FIG. 4A-4B. Abnormal cortical development in embryos from mothers with MIA. A, SATB2 immunofluorescent staining of E14.5 fetal brain, derived from PBS- or poly(I:C)-injected mothers, pretreated with isotype control or IL-17a blocking antibodies. Images are representative of two independent experiments. A, SATB2 (a marker more intensely expressed in the upper part of the cortex) and TBR1(a marker restricted to the lower part of the cortex) staining of E18.5 fetal brain from animals treated as in A. Images are representative of two independent experiments. Images from additional fetuses are shown in Extended Data FIGS. 6 and 7. (MZ: marginal zone, CP: cortical plate, SP: subplate, SVZ: subventricular zone, VZ: ventricular zone, IZ: intermediate zone).
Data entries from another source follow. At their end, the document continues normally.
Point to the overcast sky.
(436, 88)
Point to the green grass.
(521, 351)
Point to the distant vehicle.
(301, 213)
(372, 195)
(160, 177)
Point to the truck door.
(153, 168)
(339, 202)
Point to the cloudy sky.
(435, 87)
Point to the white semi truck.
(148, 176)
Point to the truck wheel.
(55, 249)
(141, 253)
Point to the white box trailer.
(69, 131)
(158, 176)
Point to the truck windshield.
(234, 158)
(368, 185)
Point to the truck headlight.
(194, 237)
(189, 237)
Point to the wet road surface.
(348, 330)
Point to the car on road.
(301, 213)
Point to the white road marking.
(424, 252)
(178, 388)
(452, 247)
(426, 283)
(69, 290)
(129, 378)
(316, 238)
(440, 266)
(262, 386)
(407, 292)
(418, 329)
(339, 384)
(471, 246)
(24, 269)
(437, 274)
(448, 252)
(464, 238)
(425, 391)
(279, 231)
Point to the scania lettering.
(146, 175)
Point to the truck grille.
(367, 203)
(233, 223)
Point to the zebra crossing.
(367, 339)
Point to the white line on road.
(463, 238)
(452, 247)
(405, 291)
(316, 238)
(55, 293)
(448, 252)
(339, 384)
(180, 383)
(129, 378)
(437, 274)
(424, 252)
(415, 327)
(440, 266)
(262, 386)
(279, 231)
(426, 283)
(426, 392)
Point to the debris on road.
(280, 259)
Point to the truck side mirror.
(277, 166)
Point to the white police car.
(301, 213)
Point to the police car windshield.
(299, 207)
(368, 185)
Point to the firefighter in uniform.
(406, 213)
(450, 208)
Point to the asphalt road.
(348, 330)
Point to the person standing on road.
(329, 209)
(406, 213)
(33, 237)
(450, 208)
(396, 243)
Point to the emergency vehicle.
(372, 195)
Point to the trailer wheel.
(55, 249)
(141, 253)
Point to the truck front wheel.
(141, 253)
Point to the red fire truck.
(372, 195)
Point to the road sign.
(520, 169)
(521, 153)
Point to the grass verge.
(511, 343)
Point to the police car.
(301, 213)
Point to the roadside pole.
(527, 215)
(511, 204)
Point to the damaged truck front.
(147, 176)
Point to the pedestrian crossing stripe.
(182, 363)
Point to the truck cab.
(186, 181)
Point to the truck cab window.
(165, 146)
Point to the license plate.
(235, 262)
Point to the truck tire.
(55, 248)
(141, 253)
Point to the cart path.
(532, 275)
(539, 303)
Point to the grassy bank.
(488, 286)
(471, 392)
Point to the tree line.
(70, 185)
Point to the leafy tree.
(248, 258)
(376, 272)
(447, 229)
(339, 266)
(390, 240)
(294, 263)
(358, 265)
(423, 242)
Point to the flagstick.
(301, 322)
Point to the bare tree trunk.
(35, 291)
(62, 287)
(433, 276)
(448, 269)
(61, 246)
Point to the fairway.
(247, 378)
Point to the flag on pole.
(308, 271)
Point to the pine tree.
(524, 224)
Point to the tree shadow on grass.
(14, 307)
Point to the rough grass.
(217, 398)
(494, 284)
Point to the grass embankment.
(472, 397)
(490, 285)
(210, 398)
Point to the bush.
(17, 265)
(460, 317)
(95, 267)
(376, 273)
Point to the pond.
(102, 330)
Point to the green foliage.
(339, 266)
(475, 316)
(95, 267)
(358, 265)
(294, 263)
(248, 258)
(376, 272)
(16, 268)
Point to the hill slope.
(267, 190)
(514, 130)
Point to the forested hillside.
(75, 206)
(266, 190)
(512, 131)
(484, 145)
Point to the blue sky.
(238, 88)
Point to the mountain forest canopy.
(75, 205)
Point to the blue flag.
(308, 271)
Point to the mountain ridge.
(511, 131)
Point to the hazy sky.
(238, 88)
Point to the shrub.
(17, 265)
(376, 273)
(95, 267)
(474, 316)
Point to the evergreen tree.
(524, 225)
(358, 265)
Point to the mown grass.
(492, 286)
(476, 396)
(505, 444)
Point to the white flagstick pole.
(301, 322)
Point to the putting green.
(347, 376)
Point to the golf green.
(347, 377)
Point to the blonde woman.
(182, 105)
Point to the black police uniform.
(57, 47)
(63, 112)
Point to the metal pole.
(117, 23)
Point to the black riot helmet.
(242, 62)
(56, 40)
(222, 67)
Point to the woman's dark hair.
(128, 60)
FIG. 5A-5E. Blocking IL-17a pathway at E14.5 rescues abnormal communication and repetitive behavioral phenotypes in the offspring. A, Schematic diagram of experimental design: pregnant mothers were injected with PBS or poly(I:C) at E12.5 to induce MIA, followed by isotype or anti-IL-17a Ab injection at E14.5. B, Ultrasonic vocalization (USV) assay. At P9, pups from the indicated conditions were separated from their mothers to elicit USV calls. C, Social approach behavior is graphed as a social preference index or percentage of time spent investigating social versus inanimate stimuli. 50% social preference index indicates chance level of investigation. D, Marble burying behavior. Percentage of the number of buried marbles is plotted on the y-axis. E, Total distance moved by offspring in the social approach test. B-E, Graphs show mean+/−s.e.m. Each symbol represents individual animal. *p<0.01 and **p<0.05.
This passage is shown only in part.